そしてこちらは元々は1977年にアン・ルイスへ提供した1曲。アンさんのバージョンをアップしておきます。
これも素敵なポップスの⑦「
冷たい雨」。
https://www.youtube.com/watch?v=jzsCVMVWpPwイントロのピアノは雨音のように聞こえます。1975年、バンバンに提供された1曲。あの「いちご白書をもう一度」のB面ソングですね。バンバンも、歌詞が ♪ 彼女の名前 教えないでね ♪ と歌っているので、女性目線で歌われていたもの。バンバンのバージョンは、昭和歌謡というか、チープなロックンロールというか…。やはりユーミンの、洗練されたアレンジには勝てません。

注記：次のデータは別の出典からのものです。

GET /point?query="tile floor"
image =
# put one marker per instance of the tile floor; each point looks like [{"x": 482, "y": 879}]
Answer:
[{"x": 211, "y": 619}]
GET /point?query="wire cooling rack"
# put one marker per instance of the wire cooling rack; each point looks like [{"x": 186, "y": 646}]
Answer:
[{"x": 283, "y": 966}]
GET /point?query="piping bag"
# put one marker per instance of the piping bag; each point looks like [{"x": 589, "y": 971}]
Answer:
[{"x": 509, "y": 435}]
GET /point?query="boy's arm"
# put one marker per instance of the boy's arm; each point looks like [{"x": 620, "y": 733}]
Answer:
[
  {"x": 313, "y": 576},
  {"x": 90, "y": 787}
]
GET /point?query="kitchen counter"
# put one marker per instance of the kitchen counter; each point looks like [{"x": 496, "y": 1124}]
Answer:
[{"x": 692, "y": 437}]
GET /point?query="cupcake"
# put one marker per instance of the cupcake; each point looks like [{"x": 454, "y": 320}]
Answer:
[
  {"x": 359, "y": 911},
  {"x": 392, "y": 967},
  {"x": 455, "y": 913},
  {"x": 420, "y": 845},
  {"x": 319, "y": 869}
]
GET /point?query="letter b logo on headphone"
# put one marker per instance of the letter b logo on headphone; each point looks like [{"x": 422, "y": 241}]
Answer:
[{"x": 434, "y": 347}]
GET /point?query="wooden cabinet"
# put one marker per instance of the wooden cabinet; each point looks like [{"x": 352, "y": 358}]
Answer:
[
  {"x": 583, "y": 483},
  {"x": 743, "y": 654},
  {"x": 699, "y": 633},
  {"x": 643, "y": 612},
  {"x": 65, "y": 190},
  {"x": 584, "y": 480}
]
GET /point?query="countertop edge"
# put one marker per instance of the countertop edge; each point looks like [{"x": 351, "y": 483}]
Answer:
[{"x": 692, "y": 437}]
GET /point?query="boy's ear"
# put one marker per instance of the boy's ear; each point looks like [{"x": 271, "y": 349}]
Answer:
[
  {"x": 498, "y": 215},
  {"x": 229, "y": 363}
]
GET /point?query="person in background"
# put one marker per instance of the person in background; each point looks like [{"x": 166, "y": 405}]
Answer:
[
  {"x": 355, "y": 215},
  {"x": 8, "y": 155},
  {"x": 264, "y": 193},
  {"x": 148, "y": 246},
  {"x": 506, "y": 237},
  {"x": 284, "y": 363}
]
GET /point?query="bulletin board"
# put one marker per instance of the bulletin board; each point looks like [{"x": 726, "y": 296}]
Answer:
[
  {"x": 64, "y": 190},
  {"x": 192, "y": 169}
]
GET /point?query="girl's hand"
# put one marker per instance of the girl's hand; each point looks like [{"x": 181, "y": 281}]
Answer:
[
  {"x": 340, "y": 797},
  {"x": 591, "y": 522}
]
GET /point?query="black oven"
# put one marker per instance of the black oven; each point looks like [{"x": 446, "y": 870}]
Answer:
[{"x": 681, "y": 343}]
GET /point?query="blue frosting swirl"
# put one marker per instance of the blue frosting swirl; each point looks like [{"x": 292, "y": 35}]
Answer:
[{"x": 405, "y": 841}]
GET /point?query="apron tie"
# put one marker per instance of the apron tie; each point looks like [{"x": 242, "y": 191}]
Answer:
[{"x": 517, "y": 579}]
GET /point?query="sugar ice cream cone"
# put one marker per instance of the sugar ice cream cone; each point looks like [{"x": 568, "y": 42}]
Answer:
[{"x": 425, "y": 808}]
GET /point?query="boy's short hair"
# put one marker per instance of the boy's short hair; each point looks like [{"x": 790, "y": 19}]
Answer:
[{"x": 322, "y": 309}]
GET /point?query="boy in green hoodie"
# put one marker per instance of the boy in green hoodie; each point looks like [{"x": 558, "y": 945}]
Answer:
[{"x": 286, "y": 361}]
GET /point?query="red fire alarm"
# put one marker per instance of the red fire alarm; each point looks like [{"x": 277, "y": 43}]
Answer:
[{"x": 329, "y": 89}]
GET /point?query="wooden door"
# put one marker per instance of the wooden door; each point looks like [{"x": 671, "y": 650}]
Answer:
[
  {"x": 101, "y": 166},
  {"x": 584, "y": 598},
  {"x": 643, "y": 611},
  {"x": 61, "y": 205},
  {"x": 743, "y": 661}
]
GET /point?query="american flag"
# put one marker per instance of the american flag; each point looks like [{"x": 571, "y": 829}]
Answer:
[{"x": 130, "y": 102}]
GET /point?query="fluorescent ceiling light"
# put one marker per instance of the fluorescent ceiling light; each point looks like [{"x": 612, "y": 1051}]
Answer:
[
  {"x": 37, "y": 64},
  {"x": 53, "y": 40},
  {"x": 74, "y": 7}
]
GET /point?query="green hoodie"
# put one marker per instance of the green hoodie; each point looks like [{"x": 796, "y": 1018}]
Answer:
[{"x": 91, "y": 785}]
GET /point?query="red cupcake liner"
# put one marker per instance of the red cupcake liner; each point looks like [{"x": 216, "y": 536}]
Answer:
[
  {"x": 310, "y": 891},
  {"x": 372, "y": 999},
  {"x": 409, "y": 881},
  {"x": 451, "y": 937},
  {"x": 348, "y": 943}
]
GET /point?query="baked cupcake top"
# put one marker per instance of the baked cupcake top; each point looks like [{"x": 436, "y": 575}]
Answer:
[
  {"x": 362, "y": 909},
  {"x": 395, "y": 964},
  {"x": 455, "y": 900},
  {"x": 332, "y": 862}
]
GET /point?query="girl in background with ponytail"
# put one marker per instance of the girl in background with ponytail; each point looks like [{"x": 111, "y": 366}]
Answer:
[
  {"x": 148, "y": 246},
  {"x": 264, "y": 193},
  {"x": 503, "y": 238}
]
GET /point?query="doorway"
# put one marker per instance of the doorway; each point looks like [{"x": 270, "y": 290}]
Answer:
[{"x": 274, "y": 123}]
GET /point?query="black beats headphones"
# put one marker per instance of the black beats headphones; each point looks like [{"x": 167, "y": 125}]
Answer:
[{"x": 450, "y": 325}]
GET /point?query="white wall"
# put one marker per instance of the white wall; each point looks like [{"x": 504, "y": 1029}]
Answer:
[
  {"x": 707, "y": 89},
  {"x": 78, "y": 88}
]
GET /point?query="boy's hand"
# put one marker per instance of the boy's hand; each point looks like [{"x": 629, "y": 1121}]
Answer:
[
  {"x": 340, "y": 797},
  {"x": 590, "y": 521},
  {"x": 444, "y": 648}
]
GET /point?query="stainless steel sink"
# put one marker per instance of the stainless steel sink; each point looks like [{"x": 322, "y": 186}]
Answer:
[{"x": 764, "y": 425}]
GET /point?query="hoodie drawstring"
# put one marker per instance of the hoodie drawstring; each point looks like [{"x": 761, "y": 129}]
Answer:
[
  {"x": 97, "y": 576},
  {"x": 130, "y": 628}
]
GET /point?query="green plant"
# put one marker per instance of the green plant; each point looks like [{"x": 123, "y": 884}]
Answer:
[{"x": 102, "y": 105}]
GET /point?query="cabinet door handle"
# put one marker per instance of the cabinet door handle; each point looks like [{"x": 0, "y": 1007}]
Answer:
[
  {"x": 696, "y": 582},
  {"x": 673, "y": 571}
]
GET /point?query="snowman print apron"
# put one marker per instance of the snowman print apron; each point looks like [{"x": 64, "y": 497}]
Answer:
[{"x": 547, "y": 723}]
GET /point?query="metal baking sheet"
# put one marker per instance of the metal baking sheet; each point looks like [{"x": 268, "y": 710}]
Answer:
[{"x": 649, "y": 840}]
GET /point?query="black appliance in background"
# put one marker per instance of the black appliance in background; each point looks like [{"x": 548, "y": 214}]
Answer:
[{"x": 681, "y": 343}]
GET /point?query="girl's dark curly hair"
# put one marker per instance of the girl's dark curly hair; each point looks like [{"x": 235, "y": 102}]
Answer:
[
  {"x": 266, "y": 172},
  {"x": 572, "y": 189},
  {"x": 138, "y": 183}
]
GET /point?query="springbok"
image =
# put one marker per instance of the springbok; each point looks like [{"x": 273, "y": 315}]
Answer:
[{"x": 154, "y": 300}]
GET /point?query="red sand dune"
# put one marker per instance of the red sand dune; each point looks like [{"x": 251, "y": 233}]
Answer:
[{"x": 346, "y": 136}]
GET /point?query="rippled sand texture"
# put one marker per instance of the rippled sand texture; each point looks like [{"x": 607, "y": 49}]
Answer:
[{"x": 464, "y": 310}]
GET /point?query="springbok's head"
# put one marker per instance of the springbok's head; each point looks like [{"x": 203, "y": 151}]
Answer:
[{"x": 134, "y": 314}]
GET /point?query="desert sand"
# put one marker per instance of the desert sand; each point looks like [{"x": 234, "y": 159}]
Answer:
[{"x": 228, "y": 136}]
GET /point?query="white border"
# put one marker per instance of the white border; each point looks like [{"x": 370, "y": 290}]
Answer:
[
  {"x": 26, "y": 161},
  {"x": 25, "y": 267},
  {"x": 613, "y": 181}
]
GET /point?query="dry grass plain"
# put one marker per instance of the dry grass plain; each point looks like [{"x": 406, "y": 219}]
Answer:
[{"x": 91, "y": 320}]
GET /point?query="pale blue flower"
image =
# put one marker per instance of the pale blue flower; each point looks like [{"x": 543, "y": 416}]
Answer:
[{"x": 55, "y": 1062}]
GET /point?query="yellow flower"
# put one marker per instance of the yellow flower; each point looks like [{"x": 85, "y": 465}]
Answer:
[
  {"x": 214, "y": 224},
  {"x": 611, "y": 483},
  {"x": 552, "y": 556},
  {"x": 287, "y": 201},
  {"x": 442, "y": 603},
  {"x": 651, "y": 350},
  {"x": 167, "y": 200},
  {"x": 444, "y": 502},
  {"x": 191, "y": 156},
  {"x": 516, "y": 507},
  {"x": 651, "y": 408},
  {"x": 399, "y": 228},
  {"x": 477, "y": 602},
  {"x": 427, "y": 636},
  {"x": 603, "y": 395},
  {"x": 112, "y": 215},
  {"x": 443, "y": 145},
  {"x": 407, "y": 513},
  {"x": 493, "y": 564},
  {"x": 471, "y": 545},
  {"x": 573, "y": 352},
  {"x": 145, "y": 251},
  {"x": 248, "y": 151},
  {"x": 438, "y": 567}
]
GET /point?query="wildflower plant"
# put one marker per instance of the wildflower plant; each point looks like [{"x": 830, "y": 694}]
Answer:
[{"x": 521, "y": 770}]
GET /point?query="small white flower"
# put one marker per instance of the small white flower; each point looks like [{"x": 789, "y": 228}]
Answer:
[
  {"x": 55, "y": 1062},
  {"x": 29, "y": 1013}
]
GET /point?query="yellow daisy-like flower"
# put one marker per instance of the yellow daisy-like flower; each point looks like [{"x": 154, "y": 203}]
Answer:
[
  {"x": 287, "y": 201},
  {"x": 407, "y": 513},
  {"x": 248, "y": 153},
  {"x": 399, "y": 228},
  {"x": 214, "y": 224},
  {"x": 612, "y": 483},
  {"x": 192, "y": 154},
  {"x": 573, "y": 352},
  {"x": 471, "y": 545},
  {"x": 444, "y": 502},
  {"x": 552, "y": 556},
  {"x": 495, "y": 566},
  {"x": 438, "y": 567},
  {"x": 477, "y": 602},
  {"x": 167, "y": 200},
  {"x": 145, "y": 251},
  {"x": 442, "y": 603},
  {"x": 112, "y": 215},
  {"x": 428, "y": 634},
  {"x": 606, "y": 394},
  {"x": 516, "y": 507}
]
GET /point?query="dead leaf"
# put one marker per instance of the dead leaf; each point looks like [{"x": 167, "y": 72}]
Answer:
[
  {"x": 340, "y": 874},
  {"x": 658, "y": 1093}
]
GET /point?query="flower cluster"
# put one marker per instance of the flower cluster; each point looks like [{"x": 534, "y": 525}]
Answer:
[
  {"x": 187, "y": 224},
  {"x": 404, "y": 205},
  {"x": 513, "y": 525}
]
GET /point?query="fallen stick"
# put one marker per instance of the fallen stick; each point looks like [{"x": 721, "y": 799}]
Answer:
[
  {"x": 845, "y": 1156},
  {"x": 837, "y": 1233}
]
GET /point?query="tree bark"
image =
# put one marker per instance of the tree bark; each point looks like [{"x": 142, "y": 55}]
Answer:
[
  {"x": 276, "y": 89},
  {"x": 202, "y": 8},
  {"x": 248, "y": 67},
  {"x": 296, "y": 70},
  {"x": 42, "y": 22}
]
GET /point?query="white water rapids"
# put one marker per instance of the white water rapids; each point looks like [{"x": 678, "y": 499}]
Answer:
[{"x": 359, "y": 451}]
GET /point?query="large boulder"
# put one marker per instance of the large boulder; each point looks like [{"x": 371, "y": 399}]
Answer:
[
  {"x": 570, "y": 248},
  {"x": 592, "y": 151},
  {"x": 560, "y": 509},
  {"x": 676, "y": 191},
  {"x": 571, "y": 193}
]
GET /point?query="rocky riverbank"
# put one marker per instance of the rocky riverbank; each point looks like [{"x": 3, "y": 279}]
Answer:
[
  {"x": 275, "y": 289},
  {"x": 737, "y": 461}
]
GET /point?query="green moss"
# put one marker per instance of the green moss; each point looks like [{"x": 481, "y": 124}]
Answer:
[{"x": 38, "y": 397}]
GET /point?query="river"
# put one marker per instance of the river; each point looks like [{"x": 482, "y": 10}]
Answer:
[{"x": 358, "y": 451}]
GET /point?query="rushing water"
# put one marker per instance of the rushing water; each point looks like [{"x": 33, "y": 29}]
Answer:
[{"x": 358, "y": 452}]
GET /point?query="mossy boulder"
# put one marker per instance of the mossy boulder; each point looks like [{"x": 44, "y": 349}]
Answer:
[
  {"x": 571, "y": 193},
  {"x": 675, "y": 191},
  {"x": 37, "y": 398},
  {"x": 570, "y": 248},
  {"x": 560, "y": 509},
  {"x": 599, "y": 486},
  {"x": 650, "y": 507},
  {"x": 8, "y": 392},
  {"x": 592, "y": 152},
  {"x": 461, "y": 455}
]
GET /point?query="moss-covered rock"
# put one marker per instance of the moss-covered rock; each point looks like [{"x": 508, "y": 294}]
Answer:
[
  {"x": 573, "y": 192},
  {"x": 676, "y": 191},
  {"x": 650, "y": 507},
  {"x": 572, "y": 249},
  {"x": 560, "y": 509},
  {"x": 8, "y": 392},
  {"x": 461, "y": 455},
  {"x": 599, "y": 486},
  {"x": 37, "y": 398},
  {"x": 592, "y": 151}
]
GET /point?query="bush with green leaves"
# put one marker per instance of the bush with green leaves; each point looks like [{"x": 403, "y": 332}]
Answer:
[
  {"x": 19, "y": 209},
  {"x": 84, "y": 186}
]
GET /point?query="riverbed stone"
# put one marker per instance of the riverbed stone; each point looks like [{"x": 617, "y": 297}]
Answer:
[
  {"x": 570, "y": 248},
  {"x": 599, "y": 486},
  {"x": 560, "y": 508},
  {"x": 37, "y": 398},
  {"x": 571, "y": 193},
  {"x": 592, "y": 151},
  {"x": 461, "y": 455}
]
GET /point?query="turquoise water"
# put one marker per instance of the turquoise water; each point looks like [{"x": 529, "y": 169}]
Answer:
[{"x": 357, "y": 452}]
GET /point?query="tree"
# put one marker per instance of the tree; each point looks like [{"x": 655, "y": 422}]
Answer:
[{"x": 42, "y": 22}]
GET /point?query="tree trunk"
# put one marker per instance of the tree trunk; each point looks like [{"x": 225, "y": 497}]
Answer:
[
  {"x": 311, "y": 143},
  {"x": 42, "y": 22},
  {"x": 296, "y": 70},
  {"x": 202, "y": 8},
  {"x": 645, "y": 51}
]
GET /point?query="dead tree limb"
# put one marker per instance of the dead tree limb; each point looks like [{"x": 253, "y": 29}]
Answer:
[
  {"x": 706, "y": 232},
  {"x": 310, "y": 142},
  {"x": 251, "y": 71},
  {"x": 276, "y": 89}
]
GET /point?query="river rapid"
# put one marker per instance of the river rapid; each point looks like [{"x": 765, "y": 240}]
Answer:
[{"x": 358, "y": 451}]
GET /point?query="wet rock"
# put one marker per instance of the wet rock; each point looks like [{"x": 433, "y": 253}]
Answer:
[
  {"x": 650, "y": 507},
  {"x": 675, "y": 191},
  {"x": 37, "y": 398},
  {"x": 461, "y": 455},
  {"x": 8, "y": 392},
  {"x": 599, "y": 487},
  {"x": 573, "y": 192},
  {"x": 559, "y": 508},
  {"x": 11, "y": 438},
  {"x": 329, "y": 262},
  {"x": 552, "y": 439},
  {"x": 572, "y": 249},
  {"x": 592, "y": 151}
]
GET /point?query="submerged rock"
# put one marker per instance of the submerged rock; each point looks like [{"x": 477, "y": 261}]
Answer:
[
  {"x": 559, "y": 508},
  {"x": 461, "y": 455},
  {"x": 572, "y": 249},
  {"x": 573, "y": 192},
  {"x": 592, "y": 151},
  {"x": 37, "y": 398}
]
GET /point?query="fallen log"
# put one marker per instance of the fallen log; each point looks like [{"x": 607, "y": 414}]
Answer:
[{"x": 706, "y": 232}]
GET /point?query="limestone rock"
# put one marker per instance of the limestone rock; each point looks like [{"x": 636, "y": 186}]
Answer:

そして1976年にはハイ・ファイ・セットがカバー。山本潤子の透き通るようなヴォーカルが染みます。
⑧「風の中の栗毛」も王道のポップスナンバー。
前年、堀川まゆみに提供された楽曲。堀川まゆみは沖縄出身、歌手を目指して上京するも、その容貌から4代目クラリオンガールに選ばれ、先にモデルとして注目されたシンガー(ちなみに麗美は彼女の妹です)。後に稲垣潤一や岡田有希子の楽曲に、MAYUMIとクレジットされた作曲家が見受けられるようになりますが、そのMAYUMIが実は堀川まゆみさんだったと気付いたのはつい最近のことです。特に稲垣さんの楽曲、「Memories」「時を越えて」といった素晴らしい楽曲は、すべてMAYUMIさんのペンによるもの。
堀川さんのバージョンをアップしておきます。
達郎さんのコーラスアレンジが絶妙な⑨「稲妻の少女」。
この曲はキャロル・キングをも唸らせるくらいの日本を代表するようなポップスではないか、と勝手に感じております。もちろんユーミンの素敵なメロディもいいのですが、やっぱり達郎さんのコーラス、この曲はコレに尽きます!
ジャケットも絶妙なセンスを感じさせる名盤。この後、ユーミンは「緑の街に舞い降りて」や「DESTINY」を収録した「
悲しいほどお天気」を発表。以降80年代前半は「SURF&SNOW」といった名作を発表していきます。